KIT Department of Informatics

AI outperforms humans in speech recognition

AI outperforms humans in speech recognition

KIT researchers have developed the world's first speech recognition system that works better than humans and is faster than other AIs.

To follow and accurately reproduce an everyday conversation is one of the greatest challenges in research on artificial intelligence (AI). Researchers at the Karlsruhe Institute of Technology (KIT) have now succeeded for the first time with a computer system to exceed the accuracy of human recognition when recognizing such spontaneously spoken language - and this with only minimal delay to speaking. They report on this on the Internet platform ArXiv.org.

Der „Lecture Translator“ des KIT liefert dank überlegenem Spracherkennungssystem zukünftig bessere Ergebnisse mit minimaler Verzögerung. (Foto: KIT)
"When people talk to each other, there are interruptions, stutterers, hesitations like 'uh' or 'hm', laughs and coughs," says Alex Waibel, Professor of Computer Science at KIT. "Moreover, words are often pronounced unclearly." So it is already difficult for people to make an accurate transcript of an informal dialogue. "This was even more difficult for an AI," says the speech recognition expert. A team of KIT scientists and employees of KITES, a KIT spin-off company, has now programmed a computer system for the first time worldwide that performs this task better than humans and faster than other systems.
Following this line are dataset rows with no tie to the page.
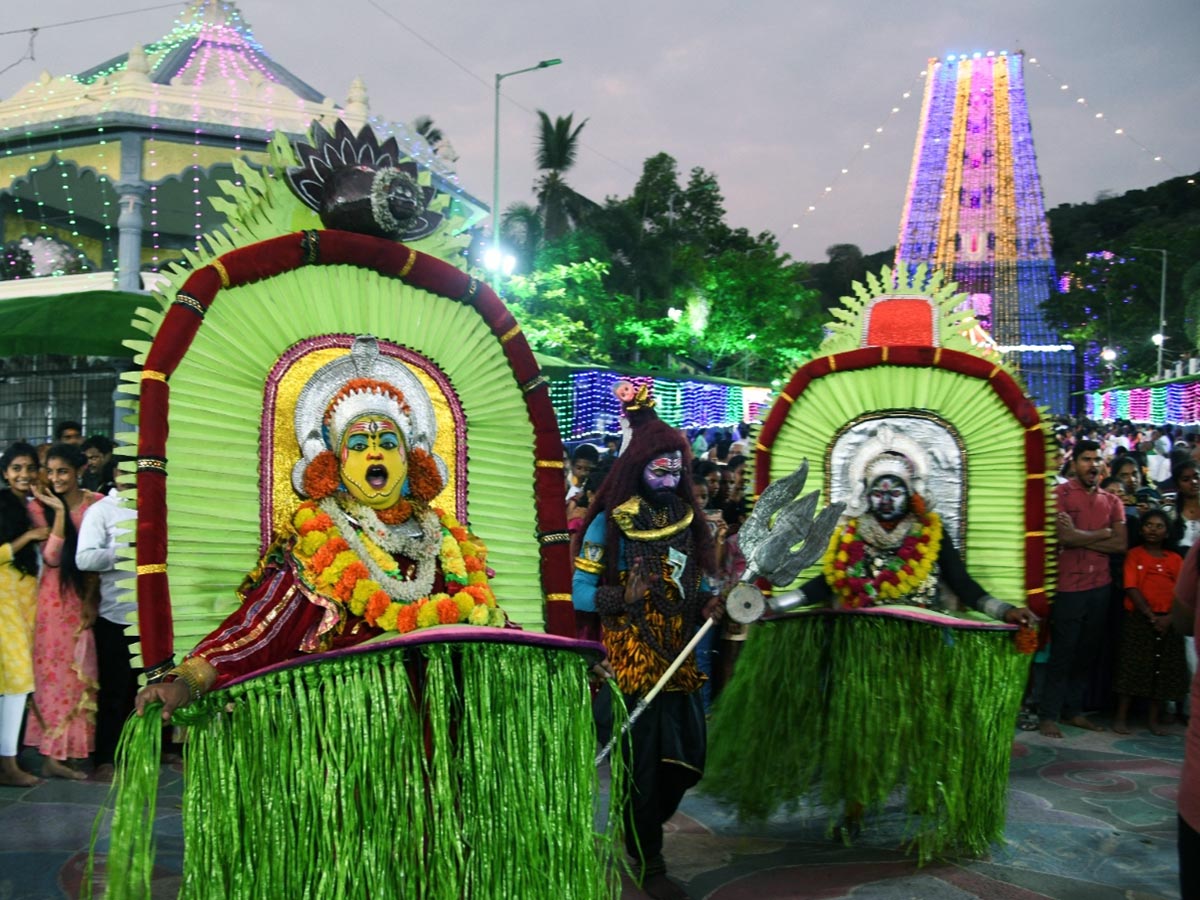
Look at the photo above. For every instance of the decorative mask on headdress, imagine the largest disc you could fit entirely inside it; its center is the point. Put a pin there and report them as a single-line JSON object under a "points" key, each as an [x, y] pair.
{"points": [[359, 185], [365, 425]]}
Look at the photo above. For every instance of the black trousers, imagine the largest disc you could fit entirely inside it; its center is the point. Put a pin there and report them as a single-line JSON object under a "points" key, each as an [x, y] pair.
{"points": [[118, 687], [665, 755], [1077, 635], [1189, 861]]}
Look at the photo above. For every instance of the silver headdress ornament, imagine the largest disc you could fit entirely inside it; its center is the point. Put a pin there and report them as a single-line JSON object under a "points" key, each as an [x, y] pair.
{"points": [[887, 453], [417, 423]]}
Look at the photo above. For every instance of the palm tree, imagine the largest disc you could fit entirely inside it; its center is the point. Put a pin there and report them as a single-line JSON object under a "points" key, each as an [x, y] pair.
{"points": [[559, 207]]}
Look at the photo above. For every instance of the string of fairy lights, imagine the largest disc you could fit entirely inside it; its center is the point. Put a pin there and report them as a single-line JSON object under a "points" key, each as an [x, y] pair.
{"points": [[851, 165], [203, 52], [1101, 118]]}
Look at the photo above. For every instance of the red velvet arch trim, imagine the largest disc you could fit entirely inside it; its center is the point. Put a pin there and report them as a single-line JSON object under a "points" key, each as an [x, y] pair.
{"points": [[999, 381], [281, 255]]}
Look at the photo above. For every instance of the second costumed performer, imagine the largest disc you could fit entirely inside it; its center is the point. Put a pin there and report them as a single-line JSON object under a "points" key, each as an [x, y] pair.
{"points": [[646, 565]]}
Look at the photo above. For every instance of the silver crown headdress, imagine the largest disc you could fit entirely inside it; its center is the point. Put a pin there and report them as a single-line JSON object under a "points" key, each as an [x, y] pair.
{"points": [[417, 423]]}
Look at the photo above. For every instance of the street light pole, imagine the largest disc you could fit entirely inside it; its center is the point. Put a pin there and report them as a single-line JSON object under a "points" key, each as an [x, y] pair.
{"points": [[1162, 306], [496, 145]]}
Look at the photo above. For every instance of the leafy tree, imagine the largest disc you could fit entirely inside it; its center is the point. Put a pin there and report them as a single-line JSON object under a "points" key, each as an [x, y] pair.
{"points": [[521, 232], [565, 311], [17, 262]]}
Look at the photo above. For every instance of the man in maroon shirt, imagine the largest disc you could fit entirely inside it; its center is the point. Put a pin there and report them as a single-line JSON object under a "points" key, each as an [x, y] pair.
{"points": [[1090, 526]]}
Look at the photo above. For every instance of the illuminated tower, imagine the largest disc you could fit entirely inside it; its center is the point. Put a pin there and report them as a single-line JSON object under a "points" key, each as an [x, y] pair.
{"points": [[975, 210]]}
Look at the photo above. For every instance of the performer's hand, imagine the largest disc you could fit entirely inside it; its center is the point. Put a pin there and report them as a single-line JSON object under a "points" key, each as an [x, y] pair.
{"points": [[601, 671], [171, 694], [1021, 616], [714, 609]]}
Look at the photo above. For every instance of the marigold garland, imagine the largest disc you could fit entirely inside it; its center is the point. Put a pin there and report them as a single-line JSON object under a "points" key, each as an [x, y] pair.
{"points": [[331, 565], [904, 573]]}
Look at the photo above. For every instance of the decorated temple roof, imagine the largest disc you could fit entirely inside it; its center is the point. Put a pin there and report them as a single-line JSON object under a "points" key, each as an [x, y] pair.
{"points": [[209, 70]]}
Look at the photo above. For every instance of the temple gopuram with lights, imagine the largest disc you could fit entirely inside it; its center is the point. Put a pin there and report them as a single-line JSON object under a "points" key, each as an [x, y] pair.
{"points": [[113, 173], [975, 210]]}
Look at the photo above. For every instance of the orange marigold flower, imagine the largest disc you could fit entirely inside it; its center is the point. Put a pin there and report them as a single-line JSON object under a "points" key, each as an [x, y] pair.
{"points": [[324, 556], [377, 606], [424, 479], [406, 619], [396, 514], [480, 593], [448, 611], [357, 571]]}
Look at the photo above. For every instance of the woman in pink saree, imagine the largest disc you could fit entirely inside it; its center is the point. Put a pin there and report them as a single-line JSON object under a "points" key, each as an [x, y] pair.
{"points": [[63, 719]]}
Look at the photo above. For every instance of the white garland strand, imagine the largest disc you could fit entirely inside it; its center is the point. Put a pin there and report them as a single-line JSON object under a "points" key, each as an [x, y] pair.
{"points": [[421, 549]]}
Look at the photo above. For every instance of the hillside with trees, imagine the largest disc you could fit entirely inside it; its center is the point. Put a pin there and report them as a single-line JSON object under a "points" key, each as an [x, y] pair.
{"points": [[658, 280]]}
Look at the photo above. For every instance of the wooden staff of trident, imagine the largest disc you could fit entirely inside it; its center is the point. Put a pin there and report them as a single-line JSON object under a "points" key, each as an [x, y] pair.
{"points": [[779, 540]]}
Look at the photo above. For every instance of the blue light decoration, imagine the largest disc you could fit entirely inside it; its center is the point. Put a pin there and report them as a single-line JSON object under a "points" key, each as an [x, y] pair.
{"points": [[975, 210], [1173, 402], [587, 407]]}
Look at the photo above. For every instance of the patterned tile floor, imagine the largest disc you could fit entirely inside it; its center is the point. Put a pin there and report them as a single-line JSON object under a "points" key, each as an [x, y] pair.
{"points": [[1090, 817]]}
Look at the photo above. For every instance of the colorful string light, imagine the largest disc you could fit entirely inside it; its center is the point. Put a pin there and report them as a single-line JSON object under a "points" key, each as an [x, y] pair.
{"points": [[975, 209], [1174, 402], [586, 406]]}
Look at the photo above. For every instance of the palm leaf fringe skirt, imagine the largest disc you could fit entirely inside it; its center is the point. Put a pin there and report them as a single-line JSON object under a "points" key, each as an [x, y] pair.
{"points": [[852, 711], [436, 771]]}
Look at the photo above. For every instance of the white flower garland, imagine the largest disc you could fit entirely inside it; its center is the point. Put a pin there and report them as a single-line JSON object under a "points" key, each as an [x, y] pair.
{"points": [[421, 549]]}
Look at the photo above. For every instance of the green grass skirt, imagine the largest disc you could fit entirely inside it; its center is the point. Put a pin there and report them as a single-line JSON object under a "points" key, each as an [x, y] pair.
{"points": [[856, 709], [441, 771]]}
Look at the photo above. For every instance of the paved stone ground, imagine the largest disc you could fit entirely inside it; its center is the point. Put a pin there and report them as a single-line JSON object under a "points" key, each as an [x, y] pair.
{"points": [[1090, 817]]}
Waibel has already developed an automatic live translator that translates university lectures from German or English into the languages of foreign students in step with the lecture. The "Lecture Translator" has been in use in KIT lecture halls since 2012. "The recognition of spontaneous speech is the most important component in this system," explains Waibel, "since errors and delays in recognition make the translation incomprehensible. The human error rate here is around 5.5 percent. Our system is now at 5.0 percent." However, it is not only the accuracy that matters, but also how quickly the system outputs the result so that students can follow the lecture live. For the first time, the researchers were able to reduce this delay to one second. This is the lowest value in the so-called latency ever achieved by a speech recognition system of this quality, Waibel emphasises.

Error rate and delay are measured with the standardized and scientifically internationally recognized "Switchboard Benchmark" test. This is considered to be the unprecedented benchmark in the competition of the international AI research community to build a machine that approaches or exceeds the human ability to recognize spontaneous speech.

However, a recognition system alone cannot understand contents or contexts, says Waibel. "This is exclusively about acoustic recognition under scientifically comparable conditions." Dialogue, translation and other AI modules can now enable linguistic interaction faster and with greater accuracy.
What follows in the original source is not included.